Executable size

I’m evaluating Haskell for writing simple CLI tools. I have (almost) none experience with Haskell in production.

As for the code, Haskell just rocks. Well, I may be biased, since I love FP, and Haskell syntax is very clean (comparing to OCaml, or Go). The compiled executable, though, is very big.

I wrote a simple app, to download movies from some streaming platform (using yt-dlp). All it does is: (1) check the available audio and video formats, (2) ask user, which formats should be downloaded, (3) downloads the files, (4) merge them into the final mp4, using ffmpeg. Nothing complex.

The compiled binary, after stripping (and using this -split-sections GHC option), is 9.4MB. I have written the same app in both Go and OCaml, achieving binary sizes of 1.2MB and 2.8MB, respectively. I have also noticed, that the Haskell binary is linked to the libgmp library, while the OCaml’s binary is not. (I find it strange, since this library shouldn’t be used at all in such a simple app…)

As for the Go’s executable, I get rid of the fmt package, which adds much to the size, so this 1.2MB is a little size-optimized.

Is there any sane way to limit executable size in Haskell? (Well, I could have “invented” my own ExceptT monad, and all needed lift functions, instead of using mtl, but it doesn’t seems like a sane solution…)

Or, perhaps, the size is not a problem at all, since further source code growth won’t cause the executable size growth (too much)?

6 Likes

Unfortunately, executable sizes in Haskell are significant.

I have also noticed, that the Haskell binary is linked to the libgmp library

Not sure how OCaml handles big integers, but Haskell uses libgmp for arbitrary-precision integers. It’s tied to base whether you like it or not. Same as it links libpthread even if you don’t fork any threads. You can easily get executables of a couple hundred MBs with Haskell.

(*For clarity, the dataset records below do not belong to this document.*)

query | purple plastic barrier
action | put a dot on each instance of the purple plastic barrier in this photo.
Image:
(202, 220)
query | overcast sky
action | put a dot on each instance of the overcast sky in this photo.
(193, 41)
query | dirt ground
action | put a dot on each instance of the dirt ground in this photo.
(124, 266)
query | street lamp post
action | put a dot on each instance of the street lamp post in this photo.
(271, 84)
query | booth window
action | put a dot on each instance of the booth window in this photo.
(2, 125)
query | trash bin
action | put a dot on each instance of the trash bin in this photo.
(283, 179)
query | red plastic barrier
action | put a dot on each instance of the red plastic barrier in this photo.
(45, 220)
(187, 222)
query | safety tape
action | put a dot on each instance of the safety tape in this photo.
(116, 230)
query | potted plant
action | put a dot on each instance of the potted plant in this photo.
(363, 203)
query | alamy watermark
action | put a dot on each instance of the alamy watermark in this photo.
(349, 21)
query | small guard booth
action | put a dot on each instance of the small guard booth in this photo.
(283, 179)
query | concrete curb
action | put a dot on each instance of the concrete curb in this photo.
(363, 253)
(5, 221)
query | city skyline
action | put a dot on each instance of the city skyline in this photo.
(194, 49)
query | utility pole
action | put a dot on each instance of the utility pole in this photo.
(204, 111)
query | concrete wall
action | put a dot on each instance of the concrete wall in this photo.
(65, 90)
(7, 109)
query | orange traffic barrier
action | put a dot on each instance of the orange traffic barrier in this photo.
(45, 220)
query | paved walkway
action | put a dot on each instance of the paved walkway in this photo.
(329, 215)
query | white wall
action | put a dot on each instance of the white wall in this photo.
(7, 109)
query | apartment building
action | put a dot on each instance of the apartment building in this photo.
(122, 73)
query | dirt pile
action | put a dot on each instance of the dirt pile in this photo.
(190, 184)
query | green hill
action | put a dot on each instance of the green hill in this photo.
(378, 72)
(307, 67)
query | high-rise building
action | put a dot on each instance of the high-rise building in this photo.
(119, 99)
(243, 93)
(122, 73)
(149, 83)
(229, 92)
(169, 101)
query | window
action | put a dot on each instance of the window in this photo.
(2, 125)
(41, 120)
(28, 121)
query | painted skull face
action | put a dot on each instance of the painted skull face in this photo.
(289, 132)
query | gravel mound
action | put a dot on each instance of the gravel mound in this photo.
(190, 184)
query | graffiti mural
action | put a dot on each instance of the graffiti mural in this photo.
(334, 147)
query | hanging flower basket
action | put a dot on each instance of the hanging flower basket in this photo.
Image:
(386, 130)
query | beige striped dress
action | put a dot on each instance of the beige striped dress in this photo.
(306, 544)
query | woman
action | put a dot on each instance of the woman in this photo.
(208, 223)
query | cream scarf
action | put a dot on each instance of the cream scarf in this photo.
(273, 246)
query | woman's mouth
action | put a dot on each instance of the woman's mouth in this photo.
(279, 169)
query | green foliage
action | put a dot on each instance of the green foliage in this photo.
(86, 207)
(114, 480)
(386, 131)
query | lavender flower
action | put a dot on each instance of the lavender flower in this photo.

One thing you might try to do is to link executables dynamically, but if you want a static binary, there isn’t much you can do. I guess that in general GHC doesn’t take many steps to reduce sizes, because it isn’t generally an issue for the community.

4 Likes

It won’t change the in-memory footprint (AFAIK), but running upx on a statically compiled binary reduced size significantly. If I recall, it was about 10% of the original size after compression.

5 Likes

The GHC user’s guide lists these things:

11.3. Smaller: producing a program that is smaller

Decrease the “go-for-it” threshold for unfolding smallish expressions. Give a -funfolding-use-threshold=0 option for the extreme case. (“Only unfoldings with zero cost should proceed.”) Warning: except in certain specialised cases (like Happy parsers) this is likely to actually increase the size of your program, because unfolding generally enables extra simplifying optimisations to be performed.

Avoid Prelude.Read.

Use strip on your executables.

6 Likes

Which platform and architecture are you targeting.

3 Likes

Thank you for ALL your answers!
I haven’t expected such interest.

As for the platform, my main target is GNU/Linux.

2 Likes

Would “runghc” an acceptable quasi-scripting alternative for this use case?

1 Like

So you package an entire GHC installation with your program that is around 2 GB?

1 Like

probably not :slight_smile: I guess it’s only for local scripting, so I am probably missing the mark here.

fwiw, in comparison to a more common scripting language in terms size shipped:

$ rpm -q --queryformat "%{NAME} %{SIZE}\n" python3-libs python3
python3-libs 33170288
python3 33316
1 Like

Quasi-scripting? Yes. Rely on runghc? Not sure. What if I need some external dependencies, currently managed with cabal?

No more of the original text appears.